Duration: Fully funded for 1-year with a possibility of extension of one year.
Country/Territory: Italy
Organization: University of Trento
More information: Link
Contact: Kasim Sinan Yildirim <kasimsinan.yildirim@unitn.it>
One postdoc position on machine learning on embedded systems will be opening soon as a part of GEMINI (“Green Machine Learning for the IoT”) national research project funded by the Italian MUR under the PRIN at the University of Trento, Italy.
The position is initially fully funded for 1-year with a possibility of extension of one year.

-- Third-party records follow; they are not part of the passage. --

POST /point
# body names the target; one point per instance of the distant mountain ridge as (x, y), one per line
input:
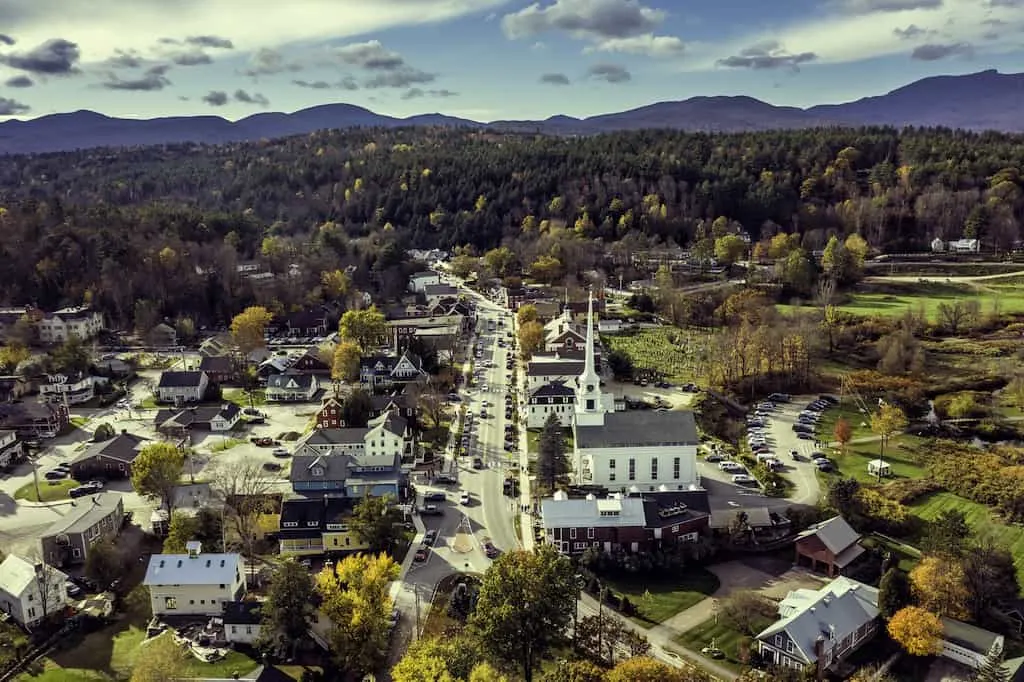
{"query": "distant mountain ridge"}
(985, 100)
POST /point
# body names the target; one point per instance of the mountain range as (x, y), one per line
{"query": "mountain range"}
(985, 100)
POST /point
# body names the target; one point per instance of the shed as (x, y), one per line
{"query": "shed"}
(879, 468)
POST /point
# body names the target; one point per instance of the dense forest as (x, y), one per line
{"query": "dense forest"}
(168, 223)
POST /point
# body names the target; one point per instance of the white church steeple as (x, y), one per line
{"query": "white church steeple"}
(589, 410)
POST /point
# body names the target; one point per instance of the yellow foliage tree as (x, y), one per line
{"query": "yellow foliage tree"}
(249, 327)
(916, 630)
(940, 586)
(355, 600)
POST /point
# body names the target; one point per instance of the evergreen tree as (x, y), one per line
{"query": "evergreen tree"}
(992, 669)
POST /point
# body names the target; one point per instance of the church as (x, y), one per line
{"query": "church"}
(633, 451)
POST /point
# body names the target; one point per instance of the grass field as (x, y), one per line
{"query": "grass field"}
(657, 601)
(716, 632)
(48, 491)
(980, 518)
(675, 353)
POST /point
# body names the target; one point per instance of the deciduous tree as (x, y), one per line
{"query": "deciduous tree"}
(249, 328)
(285, 615)
(355, 598)
(157, 471)
(916, 630)
(940, 586)
(526, 602)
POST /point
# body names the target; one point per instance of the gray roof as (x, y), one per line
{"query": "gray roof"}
(640, 428)
(123, 448)
(201, 569)
(835, 534)
(969, 636)
(180, 379)
(841, 606)
(282, 381)
(85, 514)
(335, 468)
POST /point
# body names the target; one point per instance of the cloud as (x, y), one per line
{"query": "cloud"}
(768, 54)
(935, 51)
(596, 19)
(154, 79)
(609, 73)
(312, 85)
(254, 98)
(210, 41)
(399, 79)
(555, 79)
(266, 61)
(871, 6)
(12, 107)
(371, 55)
(97, 25)
(415, 93)
(215, 97)
(912, 31)
(647, 44)
(53, 57)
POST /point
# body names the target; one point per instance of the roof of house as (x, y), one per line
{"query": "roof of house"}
(336, 436)
(335, 468)
(835, 534)
(557, 368)
(17, 574)
(294, 382)
(200, 569)
(553, 389)
(217, 364)
(243, 612)
(640, 428)
(839, 607)
(611, 512)
(180, 379)
(969, 636)
(85, 514)
(123, 448)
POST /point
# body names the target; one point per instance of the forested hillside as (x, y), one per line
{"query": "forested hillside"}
(134, 224)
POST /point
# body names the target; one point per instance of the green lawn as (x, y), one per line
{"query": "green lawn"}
(49, 491)
(980, 519)
(241, 397)
(899, 455)
(718, 634)
(657, 601)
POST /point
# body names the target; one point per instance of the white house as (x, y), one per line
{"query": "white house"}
(242, 622)
(76, 389)
(194, 584)
(292, 387)
(557, 398)
(180, 387)
(821, 627)
(59, 326)
(640, 449)
(29, 591)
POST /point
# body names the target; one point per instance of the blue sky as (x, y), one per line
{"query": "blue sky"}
(484, 59)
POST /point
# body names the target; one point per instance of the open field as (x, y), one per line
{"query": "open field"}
(675, 353)
(981, 520)
(657, 601)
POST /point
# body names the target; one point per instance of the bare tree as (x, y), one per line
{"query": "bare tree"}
(243, 487)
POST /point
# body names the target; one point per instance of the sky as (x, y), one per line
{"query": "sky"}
(482, 59)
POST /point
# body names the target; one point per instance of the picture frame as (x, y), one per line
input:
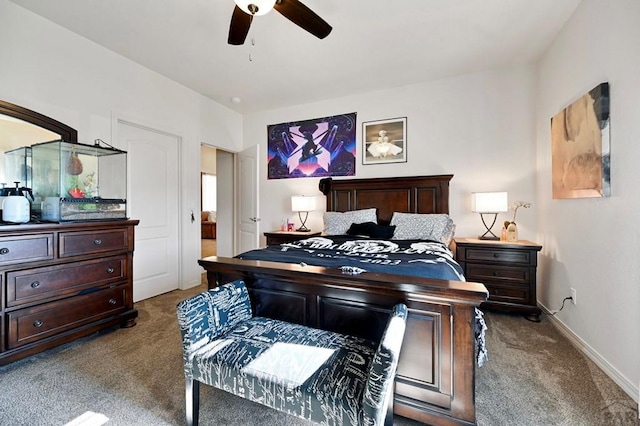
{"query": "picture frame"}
(317, 147)
(384, 141)
(580, 147)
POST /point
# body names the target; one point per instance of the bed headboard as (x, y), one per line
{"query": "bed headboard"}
(415, 194)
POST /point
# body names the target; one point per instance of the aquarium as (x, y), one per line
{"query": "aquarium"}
(17, 167)
(79, 182)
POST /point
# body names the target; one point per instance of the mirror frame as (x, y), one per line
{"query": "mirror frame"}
(66, 133)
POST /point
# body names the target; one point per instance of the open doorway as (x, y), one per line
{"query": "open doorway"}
(209, 202)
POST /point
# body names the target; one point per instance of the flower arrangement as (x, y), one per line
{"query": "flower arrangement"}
(515, 206)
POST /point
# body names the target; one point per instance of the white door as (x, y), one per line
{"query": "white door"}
(248, 215)
(153, 198)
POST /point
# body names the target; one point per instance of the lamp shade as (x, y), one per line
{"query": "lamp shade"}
(260, 7)
(300, 203)
(489, 202)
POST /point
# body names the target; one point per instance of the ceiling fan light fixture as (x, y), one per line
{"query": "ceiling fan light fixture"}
(255, 7)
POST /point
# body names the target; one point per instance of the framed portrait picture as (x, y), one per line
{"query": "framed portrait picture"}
(384, 141)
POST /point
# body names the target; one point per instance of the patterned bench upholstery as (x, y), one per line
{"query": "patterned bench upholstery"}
(321, 376)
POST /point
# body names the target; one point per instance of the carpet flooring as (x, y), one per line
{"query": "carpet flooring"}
(134, 376)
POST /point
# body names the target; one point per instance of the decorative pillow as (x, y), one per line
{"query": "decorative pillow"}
(338, 223)
(411, 226)
(372, 229)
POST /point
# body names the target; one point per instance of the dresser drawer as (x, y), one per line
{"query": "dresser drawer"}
(499, 255)
(33, 324)
(485, 272)
(26, 248)
(89, 242)
(30, 285)
(514, 294)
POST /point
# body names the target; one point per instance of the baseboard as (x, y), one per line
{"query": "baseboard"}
(629, 388)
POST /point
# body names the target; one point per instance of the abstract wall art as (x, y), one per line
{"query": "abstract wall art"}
(580, 147)
(312, 148)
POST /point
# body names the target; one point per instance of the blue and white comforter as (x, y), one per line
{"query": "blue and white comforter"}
(420, 258)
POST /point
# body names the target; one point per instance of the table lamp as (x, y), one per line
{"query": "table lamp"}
(302, 204)
(490, 203)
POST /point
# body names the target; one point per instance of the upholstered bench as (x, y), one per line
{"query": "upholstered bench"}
(317, 375)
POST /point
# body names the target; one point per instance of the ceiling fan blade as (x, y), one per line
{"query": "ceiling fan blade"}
(303, 17)
(239, 27)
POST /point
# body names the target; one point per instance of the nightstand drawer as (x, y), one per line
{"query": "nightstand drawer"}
(507, 294)
(498, 255)
(511, 274)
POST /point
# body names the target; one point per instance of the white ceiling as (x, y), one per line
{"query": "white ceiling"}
(374, 43)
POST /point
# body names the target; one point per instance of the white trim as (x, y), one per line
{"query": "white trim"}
(626, 385)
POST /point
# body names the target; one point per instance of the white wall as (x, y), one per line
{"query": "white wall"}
(71, 79)
(478, 127)
(592, 245)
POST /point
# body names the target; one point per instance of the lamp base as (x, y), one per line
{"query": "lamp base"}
(489, 235)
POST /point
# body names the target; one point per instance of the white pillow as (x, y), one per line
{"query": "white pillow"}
(338, 223)
(411, 226)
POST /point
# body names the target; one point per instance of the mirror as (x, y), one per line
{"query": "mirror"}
(19, 128)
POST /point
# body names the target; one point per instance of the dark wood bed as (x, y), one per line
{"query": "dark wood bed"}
(435, 383)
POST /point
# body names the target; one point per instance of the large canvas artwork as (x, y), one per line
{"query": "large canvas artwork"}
(580, 147)
(312, 148)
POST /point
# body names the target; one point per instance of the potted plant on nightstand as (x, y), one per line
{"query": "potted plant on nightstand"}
(511, 229)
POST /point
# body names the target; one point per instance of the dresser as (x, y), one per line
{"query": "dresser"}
(507, 269)
(275, 238)
(63, 281)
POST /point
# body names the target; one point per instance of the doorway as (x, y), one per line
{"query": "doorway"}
(208, 201)
(153, 194)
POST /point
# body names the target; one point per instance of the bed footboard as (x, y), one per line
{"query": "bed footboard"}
(435, 380)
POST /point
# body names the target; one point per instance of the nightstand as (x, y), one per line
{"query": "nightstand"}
(275, 238)
(507, 269)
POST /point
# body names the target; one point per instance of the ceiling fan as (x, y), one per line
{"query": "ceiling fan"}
(293, 10)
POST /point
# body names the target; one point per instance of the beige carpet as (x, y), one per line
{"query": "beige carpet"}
(134, 377)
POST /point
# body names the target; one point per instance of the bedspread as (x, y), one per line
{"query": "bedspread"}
(420, 258)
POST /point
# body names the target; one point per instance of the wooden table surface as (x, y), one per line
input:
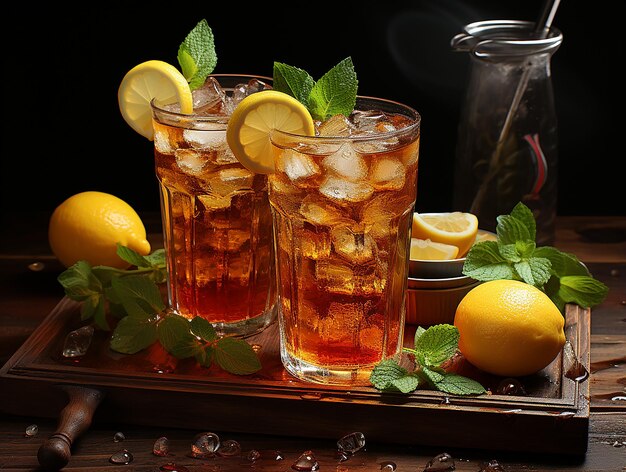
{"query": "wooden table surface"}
(29, 292)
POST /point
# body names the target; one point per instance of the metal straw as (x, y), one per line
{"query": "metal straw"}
(542, 27)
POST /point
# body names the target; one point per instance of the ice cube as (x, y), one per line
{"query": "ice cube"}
(354, 247)
(346, 163)
(336, 125)
(320, 212)
(230, 180)
(191, 161)
(298, 167)
(206, 139)
(208, 99)
(387, 173)
(344, 191)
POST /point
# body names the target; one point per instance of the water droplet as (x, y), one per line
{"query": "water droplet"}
(306, 462)
(351, 443)
(36, 266)
(229, 448)
(491, 466)
(440, 463)
(122, 457)
(161, 447)
(311, 396)
(204, 445)
(77, 342)
(171, 467)
(388, 466)
(510, 386)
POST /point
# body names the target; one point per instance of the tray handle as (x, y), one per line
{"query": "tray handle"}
(74, 419)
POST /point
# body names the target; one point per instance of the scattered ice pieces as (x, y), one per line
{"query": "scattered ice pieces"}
(31, 430)
(440, 463)
(77, 342)
(121, 457)
(205, 445)
(351, 443)
(306, 462)
(161, 447)
(229, 448)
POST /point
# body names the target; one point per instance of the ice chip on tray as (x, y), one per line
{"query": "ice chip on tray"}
(336, 125)
(345, 192)
(297, 166)
(208, 99)
(346, 163)
(387, 173)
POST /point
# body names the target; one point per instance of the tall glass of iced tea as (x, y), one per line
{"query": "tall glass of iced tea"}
(342, 203)
(217, 224)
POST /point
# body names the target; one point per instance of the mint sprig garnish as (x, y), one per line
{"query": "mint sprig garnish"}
(433, 347)
(515, 256)
(134, 296)
(333, 94)
(196, 54)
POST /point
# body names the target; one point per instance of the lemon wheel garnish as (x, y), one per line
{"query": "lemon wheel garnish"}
(455, 228)
(249, 127)
(148, 80)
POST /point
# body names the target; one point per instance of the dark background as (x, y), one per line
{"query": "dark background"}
(63, 132)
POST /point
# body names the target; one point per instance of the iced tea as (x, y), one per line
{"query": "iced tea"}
(217, 223)
(342, 204)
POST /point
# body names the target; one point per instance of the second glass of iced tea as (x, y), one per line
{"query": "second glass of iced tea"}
(217, 224)
(342, 204)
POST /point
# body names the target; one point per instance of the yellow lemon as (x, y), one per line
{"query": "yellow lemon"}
(87, 226)
(427, 250)
(509, 328)
(455, 228)
(151, 80)
(249, 127)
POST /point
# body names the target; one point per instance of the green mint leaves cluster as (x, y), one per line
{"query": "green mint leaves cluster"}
(133, 296)
(197, 56)
(515, 256)
(433, 347)
(333, 94)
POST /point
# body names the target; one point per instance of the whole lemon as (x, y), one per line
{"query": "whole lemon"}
(509, 328)
(88, 226)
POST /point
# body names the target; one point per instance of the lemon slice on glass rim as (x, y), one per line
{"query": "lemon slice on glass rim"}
(250, 125)
(151, 80)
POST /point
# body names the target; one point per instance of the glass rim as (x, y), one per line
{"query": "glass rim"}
(409, 112)
(213, 118)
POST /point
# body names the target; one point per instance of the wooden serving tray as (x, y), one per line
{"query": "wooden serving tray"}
(153, 388)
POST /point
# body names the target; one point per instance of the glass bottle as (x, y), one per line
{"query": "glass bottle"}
(507, 137)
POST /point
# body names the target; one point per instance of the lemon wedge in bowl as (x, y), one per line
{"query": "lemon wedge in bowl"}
(250, 125)
(147, 81)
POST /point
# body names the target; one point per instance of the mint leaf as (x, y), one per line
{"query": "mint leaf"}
(132, 334)
(386, 373)
(335, 92)
(534, 271)
(196, 54)
(458, 385)
(484, 262)
(138, 294)
(582, 290)
(236, 356)
(131, 256)
(437, 344)
(292, 81)
(79, 282)
(172, 331)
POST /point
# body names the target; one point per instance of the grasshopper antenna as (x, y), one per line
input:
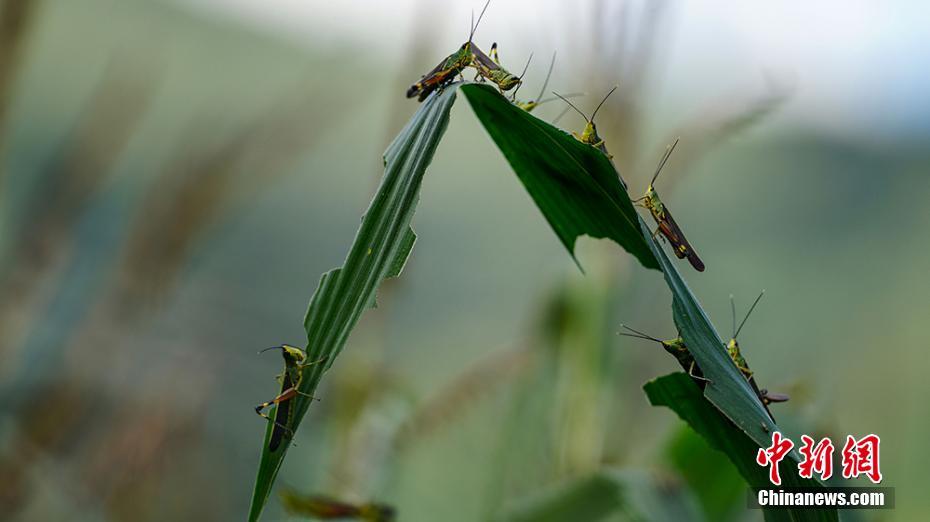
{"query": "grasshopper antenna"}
(474, 26)
(751, 308)
(637, 334)
(668, 153)
(602, 102)
(570, 104)
(520, 84)
(733, 315)
(561, 115)
(546, 83)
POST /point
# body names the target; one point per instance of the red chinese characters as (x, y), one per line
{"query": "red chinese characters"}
(774, 454)
(860, 457)
(817, 458)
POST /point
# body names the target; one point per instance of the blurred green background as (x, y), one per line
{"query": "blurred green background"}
(177, 175)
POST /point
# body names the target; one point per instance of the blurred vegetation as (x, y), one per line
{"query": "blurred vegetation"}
(173, 185)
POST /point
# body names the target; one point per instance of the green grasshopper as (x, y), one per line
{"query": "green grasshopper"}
(294, 364)
(490, 69)
(326, 508)
(663, 217)
(740, 362)
(452, 66)
(530, 105)
(589, 134)
(676, 347)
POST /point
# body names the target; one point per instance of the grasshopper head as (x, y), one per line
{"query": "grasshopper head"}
(507, 81)
(293, 353)
(675, 346)
(651, 200)
(589, 135)
(733, 348)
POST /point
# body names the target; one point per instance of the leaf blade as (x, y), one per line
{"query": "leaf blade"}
(379, 250)
(678, 392)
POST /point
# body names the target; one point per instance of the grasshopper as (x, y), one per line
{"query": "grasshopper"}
(734, 352)
(490, 68)
(667, 225)
(326, 508)
(530, 105)
(452, 66)
(676, 347)
(589, 134)
(294, 364)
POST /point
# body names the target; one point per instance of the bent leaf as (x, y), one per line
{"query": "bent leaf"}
(380, 250)
(678, 392)
(727, 389)
(574, 185)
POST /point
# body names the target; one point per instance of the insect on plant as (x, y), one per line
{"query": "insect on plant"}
(452, 66)
(667, 224)
(491, 69)
(326, 508)
(530, 105)
(734, 352)
(294, 364)
(589, 134)
(676, 347)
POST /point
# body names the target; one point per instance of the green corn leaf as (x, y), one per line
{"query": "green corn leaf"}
(678, 392)
(380, 250)
(728, 390)
(579, 191)
(575, 186)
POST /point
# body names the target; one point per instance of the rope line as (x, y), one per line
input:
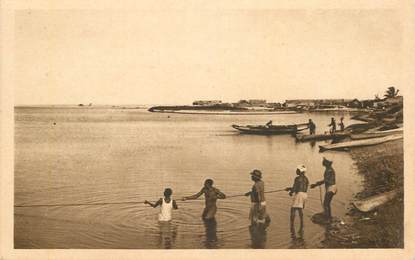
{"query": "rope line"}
(117, 203)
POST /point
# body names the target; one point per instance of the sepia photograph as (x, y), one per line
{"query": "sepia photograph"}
(191, 127)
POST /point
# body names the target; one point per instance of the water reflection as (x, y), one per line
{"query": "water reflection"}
(211, 237)
(168, 233)
(258, 236)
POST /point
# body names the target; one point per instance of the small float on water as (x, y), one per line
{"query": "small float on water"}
(270, 129)
(373, 202)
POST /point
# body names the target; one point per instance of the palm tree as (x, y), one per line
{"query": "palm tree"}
(391, 92)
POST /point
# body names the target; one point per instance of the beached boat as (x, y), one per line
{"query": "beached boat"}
(375, 134)
(373, 202)
(321, 137)
(358, 143)
(270, 130)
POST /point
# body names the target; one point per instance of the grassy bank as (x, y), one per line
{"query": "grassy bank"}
(382, 169)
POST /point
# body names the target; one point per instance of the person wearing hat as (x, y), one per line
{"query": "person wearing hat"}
(257, 214)
(341, 124)
(212, 194)
(299, 189)
(311, 127)
(330, 185)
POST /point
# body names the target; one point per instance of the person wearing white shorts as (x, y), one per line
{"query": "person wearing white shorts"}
(299, 190)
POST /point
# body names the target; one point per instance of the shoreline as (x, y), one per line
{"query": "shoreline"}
(382, 169)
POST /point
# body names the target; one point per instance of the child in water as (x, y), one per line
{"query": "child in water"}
(167, 205)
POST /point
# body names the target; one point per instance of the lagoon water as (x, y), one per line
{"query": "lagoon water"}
(94, 155)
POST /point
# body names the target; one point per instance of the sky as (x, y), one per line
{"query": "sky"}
(178, 56)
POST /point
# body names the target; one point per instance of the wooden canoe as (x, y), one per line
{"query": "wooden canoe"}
(272, 130)
(373, 202)
(375, 134)
(358, 143)
(321, 137)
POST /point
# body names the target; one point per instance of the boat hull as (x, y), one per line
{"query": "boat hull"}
(264, 130)
(368, 135)
(320, 137)
(359, 143)
(371, 203)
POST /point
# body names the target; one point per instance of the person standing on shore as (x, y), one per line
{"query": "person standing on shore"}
(341, 124)
(311, 127)
(212, 194)
(333, 126)
(330, 185)
(258, 214)
(299, 189)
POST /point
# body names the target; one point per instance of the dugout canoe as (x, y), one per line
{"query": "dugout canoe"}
(358, 143)
(320, 137)
(371, 203)
(270, 130)
(375, 134)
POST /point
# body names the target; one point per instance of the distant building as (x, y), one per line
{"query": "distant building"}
(274, 105)
(257, 102)
(355, 103)
(300, 102)
(317, 102)
(207, 102)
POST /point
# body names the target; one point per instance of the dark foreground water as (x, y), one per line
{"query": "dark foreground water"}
(114, 155)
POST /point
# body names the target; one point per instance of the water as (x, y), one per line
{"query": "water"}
(110, 155)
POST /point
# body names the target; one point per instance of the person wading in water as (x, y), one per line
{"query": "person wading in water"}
(341, 124)
(212, 194)
(299, 189)
(311, 127)
(166, 205)
(330, 184)
(258, 214)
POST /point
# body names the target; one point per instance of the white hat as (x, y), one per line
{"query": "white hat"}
(302, 168)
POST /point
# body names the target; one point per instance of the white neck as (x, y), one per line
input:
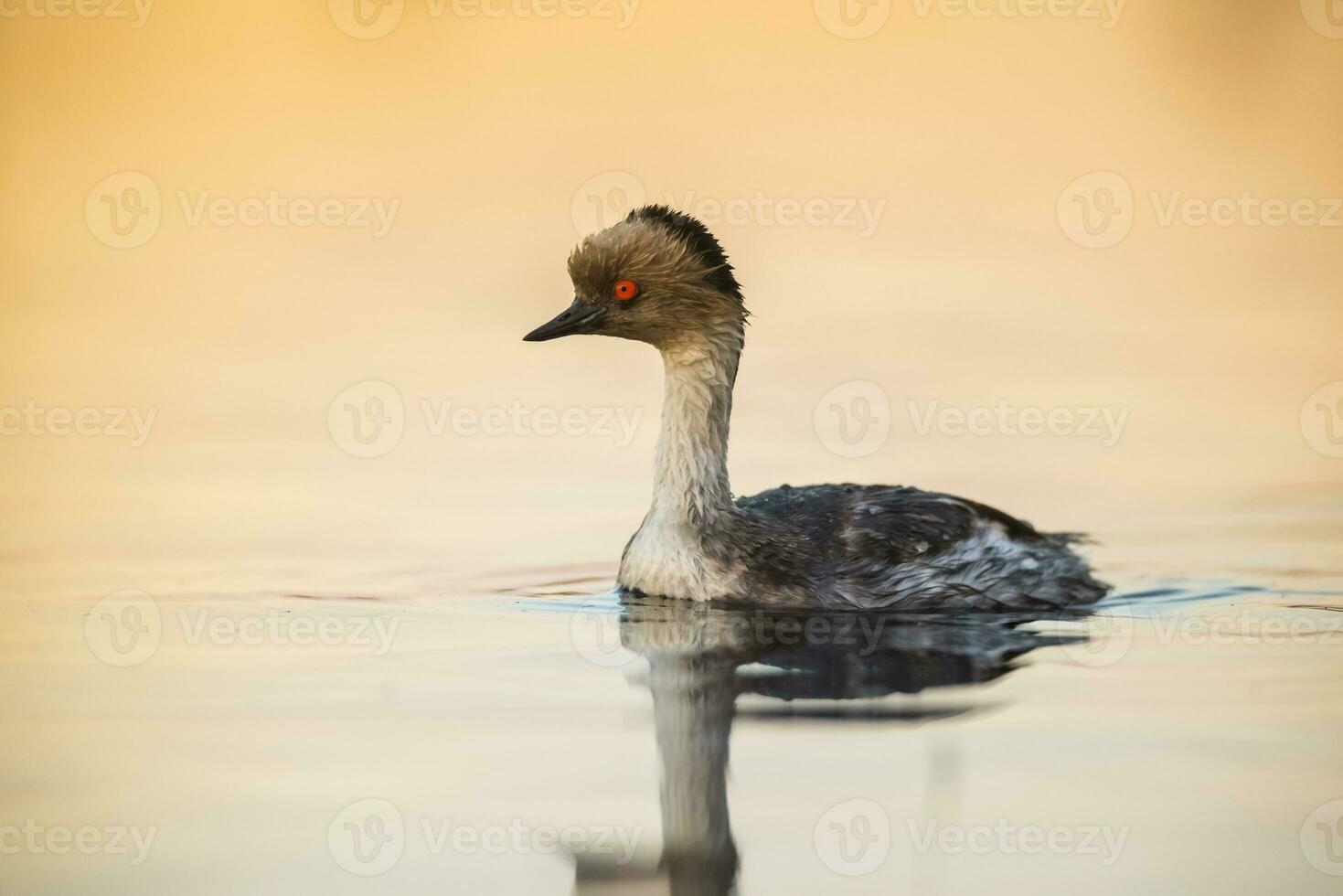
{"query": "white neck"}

The goal of the GEMINI project is to design and implement a novel framework to support the development of green and even fully sustainable TinyML applications distributed in an edge-to-cloud continuum. The framework will support batteryless embedded devices, also the ones without network connectivity. GEMINI aims at providing the following building blocks:
- efficient data collection, ML model generation, compression, and code generation for memory-constrained IoT devices;
- zero-power deployment of the models via novel communication protocols exploiting backscatter and visible light communication;
- intermittent execution and acceleration of the trained ML model on the batteryless edge by relying only on energy harvesting.
The research will be intersecting with the following topics:
Energy Efficient and Low-Power Computing
Intermittent Computing and Batteryless Systems
Machine Learning on Microcontrollers (Tiny Machine Learning)
Embedded Systems and Software Support
Architectural and Hardware Support
The starting date for the postdoc can be negotiated (preferably as soon as possible).